# Möglichst kleines ATX Gehäuse.



## SteffenRoeder (15. Januar 2019)

*Möglichst kleines ATX Gehäuse.*

Guten Tag allerseits,
ich suche nun schon seid einiger Zeit nach einem neuen Gehäuse. Mein altes Be quiet dark base 900 wurde mir nach einiger Zeit zu groß. Auch ziehe ich momentan viel um, wo ein kleineres Gehäuse von Vorteil wäre. Das Pure Base von Be quiet wäre eine Option, jedoch mag ich dieses Design nicht (nicht mehr). Gibt es noch kleinere Gehäuse die trotzdem ein ATX Mainboard fassen können? 
Weiterhin wäre es schön, wenn ein Glasseitenteil vorhanden wäre. Viele mögen zwar LEDs nicht, ich jedoch mag solche spielereien (falls es welche gibt, die soetwas besitzen in der "Klasse").
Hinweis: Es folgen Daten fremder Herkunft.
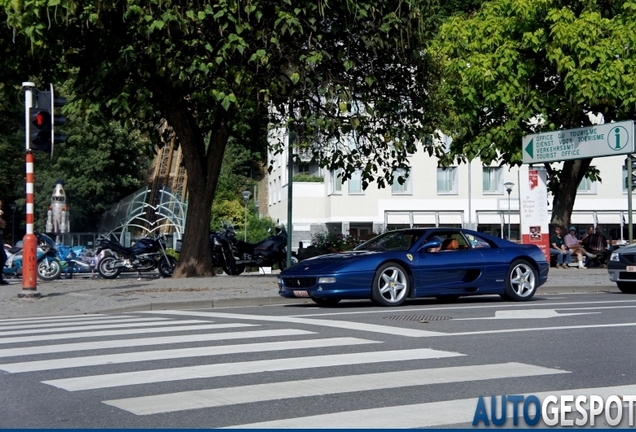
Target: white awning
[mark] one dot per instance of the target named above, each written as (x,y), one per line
(489,218)
(608,218)
(398,218)
(450,219)
(582,218)
(514,218)
(424,219)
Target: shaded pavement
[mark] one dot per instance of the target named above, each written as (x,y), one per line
(82,295)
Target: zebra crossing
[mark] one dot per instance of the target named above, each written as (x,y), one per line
(80,346)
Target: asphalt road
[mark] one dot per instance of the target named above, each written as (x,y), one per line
(299,366)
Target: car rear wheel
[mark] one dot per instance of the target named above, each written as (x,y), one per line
(390,285)
(627,287)
(325,302)
(521,281)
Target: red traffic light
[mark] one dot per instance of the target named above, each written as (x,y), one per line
(41,119)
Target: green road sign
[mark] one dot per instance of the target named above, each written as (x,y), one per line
(593,141)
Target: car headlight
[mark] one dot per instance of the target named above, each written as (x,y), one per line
(329,279)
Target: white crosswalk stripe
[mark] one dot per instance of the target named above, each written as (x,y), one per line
(226,369)
(57,319)
(142,356)
(17,322)
(37,327)
(123,343)
(139,323)
(288,350)
(172,402)
(171,327)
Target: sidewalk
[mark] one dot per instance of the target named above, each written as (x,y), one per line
(81,295)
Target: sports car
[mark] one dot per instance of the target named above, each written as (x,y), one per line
(419,262)
(621,268)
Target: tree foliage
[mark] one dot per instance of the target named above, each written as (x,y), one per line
(98,166)
(551,60)
(222,70)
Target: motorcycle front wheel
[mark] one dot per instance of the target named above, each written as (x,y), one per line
(238,269)
(49,270)
(282,264)
(166,267)
(107,268)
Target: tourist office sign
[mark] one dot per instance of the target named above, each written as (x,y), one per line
(588,142)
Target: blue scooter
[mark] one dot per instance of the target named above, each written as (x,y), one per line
(49,266)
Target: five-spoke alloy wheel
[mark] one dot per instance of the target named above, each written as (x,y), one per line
(521,281)
(391,285)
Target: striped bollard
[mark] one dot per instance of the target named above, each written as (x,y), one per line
(30,242)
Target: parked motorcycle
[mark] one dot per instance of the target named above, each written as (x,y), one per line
(147,254)
(49,266)
(234,255)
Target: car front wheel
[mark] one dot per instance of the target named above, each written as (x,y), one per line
(390,285)
(627,287)
(521,281)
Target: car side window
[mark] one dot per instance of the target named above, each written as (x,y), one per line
(478,242)
(451,241)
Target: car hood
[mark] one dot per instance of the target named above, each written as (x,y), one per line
(329,262)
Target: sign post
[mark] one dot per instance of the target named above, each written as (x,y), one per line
(593,141)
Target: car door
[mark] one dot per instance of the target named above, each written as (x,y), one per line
(453,269)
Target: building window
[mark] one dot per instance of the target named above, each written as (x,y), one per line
(587,187)
(303,168)
(335,182)
(624,179)
(492,180)
(447,180)
(396,187)
(355,183)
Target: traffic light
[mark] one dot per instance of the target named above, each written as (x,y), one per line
(631,174)
(44,120)
(40,136)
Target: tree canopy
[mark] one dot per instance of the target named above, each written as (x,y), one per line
(222,70)
(519,67)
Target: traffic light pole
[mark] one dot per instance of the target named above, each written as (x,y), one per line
(630,186)
(29,243)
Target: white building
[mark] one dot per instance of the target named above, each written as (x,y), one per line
(470,196)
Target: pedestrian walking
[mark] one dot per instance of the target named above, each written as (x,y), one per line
(596,243)
(576,248)
(558,248)
(3,254)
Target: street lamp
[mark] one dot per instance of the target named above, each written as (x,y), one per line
(246,198)
(12,207)
(508,186)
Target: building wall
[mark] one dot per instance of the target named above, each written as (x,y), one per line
(317,208)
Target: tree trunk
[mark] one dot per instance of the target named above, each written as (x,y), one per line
(567,182)
(203,164)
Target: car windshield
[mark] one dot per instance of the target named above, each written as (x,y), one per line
(393,241)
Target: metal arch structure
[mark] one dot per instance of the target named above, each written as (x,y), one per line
(135,214)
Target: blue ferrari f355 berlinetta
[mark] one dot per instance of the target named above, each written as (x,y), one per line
(419,262)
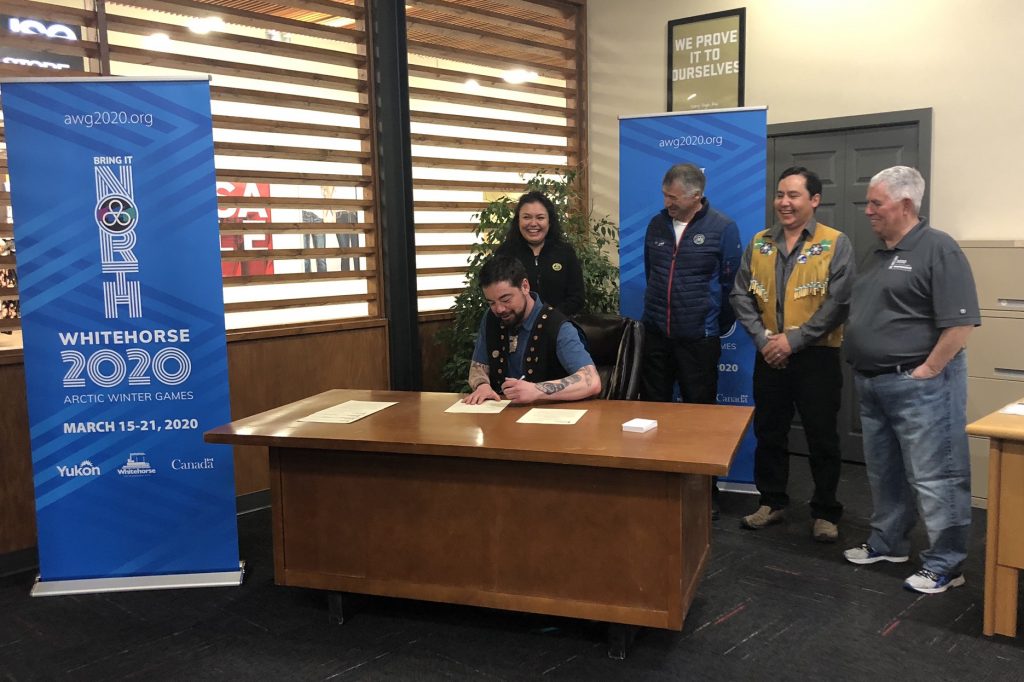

An "Innenleben" wird demnächst sowieso alles neu gekauft. Somit könnte ich im gleichen Zuge auch etwas auf die Abmessungen acht geben beim Neukauf. 

Ins Auge gefallen ist mit das TG4 von Sharkoon. Jedoch ist dieses Gehäuse ziemlich "billig". Deswegen habe ich Angst, dass die Materialqualität darunter gelitten hat. Weiterhin gefällt mir das Design zwar, aber es gibt dort noch ein gutes Stück Luft nach oben. 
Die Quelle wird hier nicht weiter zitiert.